Yoann Lemoine, aka Woodkid, e il “nuovo” S16.
Arriviamo con colpevole ritardo a parlare del secondo disco di Yoann Lemoine, in arte Woodkid, S16. Non per scarso interesse verso questo musicista / produttore / videomaker il cui primo disco mi era anzi molto piaciuto, ma perché la nuova uscita mi ha lasciata perplessa ed è un po’ finita travolta da altro. Dev’essere la sensazione di molti, dal momento che S16 non ha avuto lo stesso successo dell’esordio. Certo Woodkid deve aver risentito più di altri della scarsa possibilità di prodursi live, poiché l’aspetto visuale dei suoi show sosteneva non poco la musica: ma il problema di S16 è più generale di così.
Dopo The Golden Age
Sono passati troppi anni dall’esordio: The Golden Age usciva nel 2013 in un panorama musicale nel quale l’elettronica magniloquente di Woodkid funzionava perfettamente. Non che da allora Yoann Lemoine sia rimasto a casa; come detto l’artista è polivalente, quindi concluso il tour ha continuato a lavorare insieme ad altri e ha prodotto musica per colonne sonore e per la moda. Segnaliamo soprattutto la campagna per Louis Vuitton. Nel 2020 però la scena nella quale Woodkid presenta il suo S16 non è più la stessa. L’elettronica sognante ha un suo nuovo interprete, soprattutto per le giovanissime generazioni, con Joji, che pure sui video punta molto. Il “sad boy” James Blake ha virato verso la ballata e una maggiore intimità, ma anche verso collaborazioni più hip tipo quelle con Travis Scott e Rosalia. Ancora, una band come The xx ha occupato una scena che Woodkid avrebbe potuto condividere, divenendo più pop ma sempre all’insegna del minimalismo.
Woodkid – S16
Che registro scegliere allora per restare nel medesimo ambito musicale?

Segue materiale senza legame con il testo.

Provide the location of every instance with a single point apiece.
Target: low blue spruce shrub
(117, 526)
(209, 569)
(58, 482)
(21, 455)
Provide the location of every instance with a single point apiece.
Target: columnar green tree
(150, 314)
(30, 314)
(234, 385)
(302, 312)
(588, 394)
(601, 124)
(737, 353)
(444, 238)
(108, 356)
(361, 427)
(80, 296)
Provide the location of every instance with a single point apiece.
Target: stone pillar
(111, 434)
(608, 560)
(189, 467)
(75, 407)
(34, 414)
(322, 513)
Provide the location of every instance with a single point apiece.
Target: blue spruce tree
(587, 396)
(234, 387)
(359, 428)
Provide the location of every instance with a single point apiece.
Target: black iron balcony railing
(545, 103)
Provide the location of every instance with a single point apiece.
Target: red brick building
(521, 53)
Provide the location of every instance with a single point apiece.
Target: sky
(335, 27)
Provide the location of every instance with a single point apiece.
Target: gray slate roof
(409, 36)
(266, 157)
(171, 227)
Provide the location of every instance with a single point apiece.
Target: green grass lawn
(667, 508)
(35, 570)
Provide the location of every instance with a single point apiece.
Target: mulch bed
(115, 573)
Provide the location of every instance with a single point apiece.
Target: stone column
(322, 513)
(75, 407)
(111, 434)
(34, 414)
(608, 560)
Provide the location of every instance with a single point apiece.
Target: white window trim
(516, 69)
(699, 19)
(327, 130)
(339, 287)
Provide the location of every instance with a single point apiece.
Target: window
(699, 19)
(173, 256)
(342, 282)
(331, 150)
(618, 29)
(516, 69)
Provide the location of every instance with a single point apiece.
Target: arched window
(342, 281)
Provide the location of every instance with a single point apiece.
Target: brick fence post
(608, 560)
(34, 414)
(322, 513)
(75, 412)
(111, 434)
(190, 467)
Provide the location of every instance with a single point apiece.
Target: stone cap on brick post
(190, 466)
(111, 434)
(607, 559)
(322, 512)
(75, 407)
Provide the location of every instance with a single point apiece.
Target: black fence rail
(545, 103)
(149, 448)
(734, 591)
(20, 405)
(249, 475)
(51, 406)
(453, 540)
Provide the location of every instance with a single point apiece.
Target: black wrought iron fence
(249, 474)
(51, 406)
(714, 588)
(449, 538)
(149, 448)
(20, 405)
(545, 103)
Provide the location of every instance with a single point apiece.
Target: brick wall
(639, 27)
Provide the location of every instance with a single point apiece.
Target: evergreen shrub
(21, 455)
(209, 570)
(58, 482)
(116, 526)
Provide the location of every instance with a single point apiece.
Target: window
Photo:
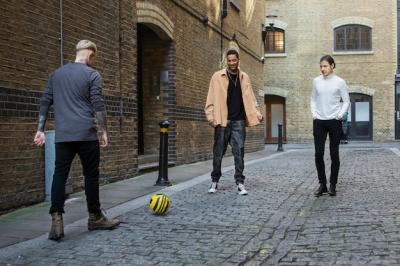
(274, 40)
(353, 38)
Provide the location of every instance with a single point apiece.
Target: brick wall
(309, 35)
(29, 52)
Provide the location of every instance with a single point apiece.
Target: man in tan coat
(230, 107)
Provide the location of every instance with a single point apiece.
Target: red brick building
(156, 58)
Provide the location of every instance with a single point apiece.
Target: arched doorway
(275, 113)
(360, 117)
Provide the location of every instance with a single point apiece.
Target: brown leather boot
(57, 227)
(99, 221)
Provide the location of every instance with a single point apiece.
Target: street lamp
(271, 18)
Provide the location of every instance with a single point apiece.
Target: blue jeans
(235, 134)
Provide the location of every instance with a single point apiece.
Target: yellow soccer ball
(159, 203)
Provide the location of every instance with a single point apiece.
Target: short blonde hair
(86, 45)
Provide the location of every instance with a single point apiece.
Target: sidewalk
(30, 222)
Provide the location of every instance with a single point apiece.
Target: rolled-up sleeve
(47, 99)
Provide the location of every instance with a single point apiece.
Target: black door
(397, 111)
(360, 117)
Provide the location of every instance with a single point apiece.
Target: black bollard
(163, 159)
(280, 140)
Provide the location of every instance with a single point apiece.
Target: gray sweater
(326, 96)
(74, 90)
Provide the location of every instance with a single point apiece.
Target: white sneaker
(213, 188)
(242, 190)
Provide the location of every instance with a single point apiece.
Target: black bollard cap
(164, 124)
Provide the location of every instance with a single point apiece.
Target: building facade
(156, 58)
(361, 36)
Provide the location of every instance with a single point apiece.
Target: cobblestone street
(280, 222)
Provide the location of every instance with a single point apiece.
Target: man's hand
(104, 140)
(212, 123)
(39, 139)
(260, 118)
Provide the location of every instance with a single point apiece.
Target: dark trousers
(89, 153)
(235, 134)
(321, 128)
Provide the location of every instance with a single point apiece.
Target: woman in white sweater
(327, 112)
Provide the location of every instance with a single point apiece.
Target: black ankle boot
(321, 190)
(332, 190)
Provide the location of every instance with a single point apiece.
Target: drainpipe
(61, 39)
(224, 13)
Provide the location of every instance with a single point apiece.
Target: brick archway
(155, 18)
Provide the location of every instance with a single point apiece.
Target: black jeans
(89, 153)
(321, 128)
(235, 134)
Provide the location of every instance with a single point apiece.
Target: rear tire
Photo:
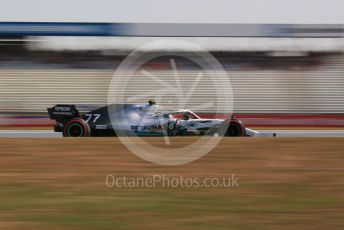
(235, 130)
(76, 127)
(232, 128)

Anche Lemoine prova a divenire meno magniloquente. A parte la traccia d’apertura e singolo Goliath, che ripropone i suoni di The Golden Age, S16 vira verso un maggiore intimismo. Quasi tutte le canzoni successive sono piuttosto lente e atmosferiche, mancano insomma di quel tono da cavalcata che avevano molti fra i suoi vecchi pezzi. Purtroppo però non sono sempre sostenute da interpretazione e scrittura all’altezza. Molto di S16 suona piatto, senza slanci particolari e finisce per non dispiacere, ma giusto quello, e a tratti subentra la noia. Forse sette anni di iato sono davvero troppi. Attendiamo una terza prova maggiormente significativa da un artista al quale il talento non manca.